In the time between the shutdown and Listening Room’s relaunch, Fettig, who was previously a programmer at Google after the company he was working for — JotSpot — was acquired by the search giant, figured out what he needed to do to make his site work: namely, writing solid code, figuring out how to legally offer his service and creating an advertising model to support it.

‘I didn’t want to be operating under a cloud of someday this will get shut down.

“I wanted it to be legal,” Fettig said. “I didn’t want to be operating under a cloud of someday this will get shut down.”

As a programmer, the coding was in Fettig’s wheelhouse; the other two obstacles presented slightly different challenges.

Eventually, he figured out that he could legally offer his service by getting a statutory license and paying royalties through SoundExchange. Through the nonprofit service, a webcaster can pay a percentage of its income (for Listening Room, it’s about 10 percent to 12 percent of the site’s gross revenue). SoundExchange will pay out money collected in royalties to artists and copyright holders (Turntable.fm reportedly also uses SoundExchange).

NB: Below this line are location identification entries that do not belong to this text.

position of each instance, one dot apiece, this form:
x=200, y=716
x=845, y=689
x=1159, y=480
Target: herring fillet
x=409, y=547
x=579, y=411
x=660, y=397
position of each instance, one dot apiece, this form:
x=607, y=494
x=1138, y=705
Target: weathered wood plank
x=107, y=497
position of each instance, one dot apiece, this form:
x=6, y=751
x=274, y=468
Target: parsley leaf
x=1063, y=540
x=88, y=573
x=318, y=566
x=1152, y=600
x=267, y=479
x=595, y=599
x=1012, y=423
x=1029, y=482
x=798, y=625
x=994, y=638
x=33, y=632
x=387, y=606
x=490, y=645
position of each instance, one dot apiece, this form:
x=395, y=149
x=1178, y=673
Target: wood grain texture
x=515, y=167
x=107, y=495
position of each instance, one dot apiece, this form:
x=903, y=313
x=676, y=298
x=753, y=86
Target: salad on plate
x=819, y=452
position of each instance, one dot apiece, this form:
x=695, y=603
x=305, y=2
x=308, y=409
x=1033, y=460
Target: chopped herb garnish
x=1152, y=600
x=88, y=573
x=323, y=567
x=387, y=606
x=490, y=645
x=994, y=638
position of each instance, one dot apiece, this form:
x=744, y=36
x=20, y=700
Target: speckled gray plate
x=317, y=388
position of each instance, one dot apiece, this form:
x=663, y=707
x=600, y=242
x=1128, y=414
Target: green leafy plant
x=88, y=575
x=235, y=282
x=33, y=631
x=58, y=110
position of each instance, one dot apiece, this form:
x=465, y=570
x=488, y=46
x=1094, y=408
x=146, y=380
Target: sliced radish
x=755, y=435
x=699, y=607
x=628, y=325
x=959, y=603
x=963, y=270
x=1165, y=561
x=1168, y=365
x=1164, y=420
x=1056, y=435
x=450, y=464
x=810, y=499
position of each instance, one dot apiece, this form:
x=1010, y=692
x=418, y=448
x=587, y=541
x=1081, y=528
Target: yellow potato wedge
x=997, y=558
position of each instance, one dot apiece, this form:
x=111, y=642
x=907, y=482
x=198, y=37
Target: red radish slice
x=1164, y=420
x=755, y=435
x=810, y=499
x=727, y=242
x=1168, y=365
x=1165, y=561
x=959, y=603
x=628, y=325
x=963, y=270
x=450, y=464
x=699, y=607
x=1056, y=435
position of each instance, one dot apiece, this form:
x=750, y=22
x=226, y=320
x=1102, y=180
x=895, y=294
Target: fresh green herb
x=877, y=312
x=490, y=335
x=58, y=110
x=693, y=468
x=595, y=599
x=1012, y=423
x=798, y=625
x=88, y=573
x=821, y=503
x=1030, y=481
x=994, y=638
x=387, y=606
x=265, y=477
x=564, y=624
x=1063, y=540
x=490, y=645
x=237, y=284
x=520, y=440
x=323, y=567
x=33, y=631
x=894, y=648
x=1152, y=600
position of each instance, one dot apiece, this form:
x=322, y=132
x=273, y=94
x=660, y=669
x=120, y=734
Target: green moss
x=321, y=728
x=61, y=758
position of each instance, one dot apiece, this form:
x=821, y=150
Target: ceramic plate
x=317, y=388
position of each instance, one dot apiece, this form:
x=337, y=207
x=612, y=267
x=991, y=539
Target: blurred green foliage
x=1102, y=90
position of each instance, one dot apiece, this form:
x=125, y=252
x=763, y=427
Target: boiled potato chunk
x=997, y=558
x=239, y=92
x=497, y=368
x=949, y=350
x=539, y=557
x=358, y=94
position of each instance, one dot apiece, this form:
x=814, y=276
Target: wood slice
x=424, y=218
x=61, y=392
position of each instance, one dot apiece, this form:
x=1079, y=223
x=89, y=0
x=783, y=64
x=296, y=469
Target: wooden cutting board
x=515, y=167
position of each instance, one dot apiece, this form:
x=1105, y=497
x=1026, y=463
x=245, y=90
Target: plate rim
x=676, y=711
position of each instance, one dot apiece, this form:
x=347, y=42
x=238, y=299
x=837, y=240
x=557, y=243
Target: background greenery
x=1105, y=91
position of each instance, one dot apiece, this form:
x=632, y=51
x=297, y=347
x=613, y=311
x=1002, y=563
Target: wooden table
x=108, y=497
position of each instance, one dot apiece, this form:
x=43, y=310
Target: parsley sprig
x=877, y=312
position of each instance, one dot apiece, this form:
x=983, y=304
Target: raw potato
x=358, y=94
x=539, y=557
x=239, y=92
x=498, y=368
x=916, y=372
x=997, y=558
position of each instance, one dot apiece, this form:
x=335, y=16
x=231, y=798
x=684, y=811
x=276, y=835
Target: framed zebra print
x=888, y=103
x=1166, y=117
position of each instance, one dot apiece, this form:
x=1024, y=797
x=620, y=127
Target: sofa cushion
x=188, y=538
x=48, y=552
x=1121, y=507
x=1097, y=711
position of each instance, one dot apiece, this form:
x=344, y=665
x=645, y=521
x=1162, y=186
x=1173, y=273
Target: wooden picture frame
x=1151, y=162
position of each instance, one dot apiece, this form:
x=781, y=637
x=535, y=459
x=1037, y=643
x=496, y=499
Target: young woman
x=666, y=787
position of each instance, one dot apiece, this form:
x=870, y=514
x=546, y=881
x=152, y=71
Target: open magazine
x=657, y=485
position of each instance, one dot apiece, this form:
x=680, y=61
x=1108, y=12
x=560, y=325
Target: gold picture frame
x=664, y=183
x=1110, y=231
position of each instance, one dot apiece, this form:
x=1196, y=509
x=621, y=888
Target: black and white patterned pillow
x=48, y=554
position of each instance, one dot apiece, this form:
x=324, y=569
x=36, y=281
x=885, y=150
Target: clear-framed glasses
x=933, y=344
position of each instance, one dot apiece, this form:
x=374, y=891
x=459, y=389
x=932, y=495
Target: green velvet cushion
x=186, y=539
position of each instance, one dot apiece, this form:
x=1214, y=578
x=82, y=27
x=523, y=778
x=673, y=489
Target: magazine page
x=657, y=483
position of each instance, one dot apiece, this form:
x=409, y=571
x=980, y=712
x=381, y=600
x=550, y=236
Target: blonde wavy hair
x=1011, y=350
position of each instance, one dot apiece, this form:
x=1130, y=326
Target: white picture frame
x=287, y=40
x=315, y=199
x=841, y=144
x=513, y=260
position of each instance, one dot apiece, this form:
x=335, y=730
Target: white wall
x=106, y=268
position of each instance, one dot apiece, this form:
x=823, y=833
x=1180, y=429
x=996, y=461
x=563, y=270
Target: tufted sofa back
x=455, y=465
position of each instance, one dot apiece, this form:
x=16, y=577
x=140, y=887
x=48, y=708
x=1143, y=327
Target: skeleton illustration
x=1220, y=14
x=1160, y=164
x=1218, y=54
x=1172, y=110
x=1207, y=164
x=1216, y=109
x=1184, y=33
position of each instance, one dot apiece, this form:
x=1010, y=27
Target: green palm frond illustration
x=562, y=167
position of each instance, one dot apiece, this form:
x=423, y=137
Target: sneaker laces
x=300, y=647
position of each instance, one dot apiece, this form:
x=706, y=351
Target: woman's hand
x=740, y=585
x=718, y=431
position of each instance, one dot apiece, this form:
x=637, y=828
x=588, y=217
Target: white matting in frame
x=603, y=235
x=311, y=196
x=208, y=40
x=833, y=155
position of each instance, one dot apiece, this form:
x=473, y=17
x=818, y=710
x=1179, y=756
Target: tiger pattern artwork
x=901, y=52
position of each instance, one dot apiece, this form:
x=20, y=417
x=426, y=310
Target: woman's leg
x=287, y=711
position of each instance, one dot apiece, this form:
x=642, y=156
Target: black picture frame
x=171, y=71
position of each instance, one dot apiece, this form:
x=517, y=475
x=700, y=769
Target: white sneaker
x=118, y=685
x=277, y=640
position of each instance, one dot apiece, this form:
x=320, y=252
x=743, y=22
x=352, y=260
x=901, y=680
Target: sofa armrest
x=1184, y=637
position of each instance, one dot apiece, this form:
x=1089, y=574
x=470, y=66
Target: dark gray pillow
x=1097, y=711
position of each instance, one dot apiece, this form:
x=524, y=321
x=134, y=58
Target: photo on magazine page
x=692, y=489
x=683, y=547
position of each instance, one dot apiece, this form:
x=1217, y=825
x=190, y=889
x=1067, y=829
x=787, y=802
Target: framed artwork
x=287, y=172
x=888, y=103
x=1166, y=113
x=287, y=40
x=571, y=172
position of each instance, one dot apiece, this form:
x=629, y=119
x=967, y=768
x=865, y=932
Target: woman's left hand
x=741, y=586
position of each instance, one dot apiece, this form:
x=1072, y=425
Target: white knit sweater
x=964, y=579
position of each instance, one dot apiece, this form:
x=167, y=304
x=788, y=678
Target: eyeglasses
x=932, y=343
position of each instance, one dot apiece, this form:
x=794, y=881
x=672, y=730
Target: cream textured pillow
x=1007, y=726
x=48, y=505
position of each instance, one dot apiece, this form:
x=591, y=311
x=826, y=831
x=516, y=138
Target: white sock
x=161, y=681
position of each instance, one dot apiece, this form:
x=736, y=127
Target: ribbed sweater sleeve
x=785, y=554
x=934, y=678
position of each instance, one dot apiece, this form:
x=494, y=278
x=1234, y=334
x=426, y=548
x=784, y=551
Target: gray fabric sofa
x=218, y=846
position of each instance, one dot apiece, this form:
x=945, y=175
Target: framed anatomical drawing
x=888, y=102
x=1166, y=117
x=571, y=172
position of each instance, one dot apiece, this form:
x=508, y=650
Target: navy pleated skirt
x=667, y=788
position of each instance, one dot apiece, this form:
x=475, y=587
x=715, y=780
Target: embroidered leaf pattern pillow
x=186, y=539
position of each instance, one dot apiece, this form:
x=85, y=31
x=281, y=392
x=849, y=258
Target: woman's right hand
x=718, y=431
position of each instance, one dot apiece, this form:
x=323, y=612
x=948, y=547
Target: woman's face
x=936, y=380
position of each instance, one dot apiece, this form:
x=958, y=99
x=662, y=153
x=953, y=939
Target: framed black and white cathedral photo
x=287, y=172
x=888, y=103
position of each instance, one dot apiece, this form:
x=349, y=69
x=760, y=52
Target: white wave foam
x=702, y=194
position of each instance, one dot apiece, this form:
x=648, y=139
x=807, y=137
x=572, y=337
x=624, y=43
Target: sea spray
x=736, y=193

To generate revenue, Fettig wrote an ad-serving platform for the site. Fettig said he hopes that one day the ad platform could be a place where labels could advertise new releases from bands and even allow users to click ads that launch new tracks to play in their Listening Room.

Although Fettig has ironed out a rough business model, that doesn’t mean he necessarily wants to sell out. The founder said he’d prefer to grow Listening Room organically and build it into a company he’d like to work for rather than getting a pile of venture capital or selling to a larger company.

As for the other group-listening services that have popped up lately — besides Turntable.fm, there’s also Outloud.fm, and MuMu Player, to name two — Fettig said he isn’t worried about the competition.

“I think it’s an idea whose time has come,” Fettig said. “We’ll need multiple successful mutations…. It’s a matter of taste.”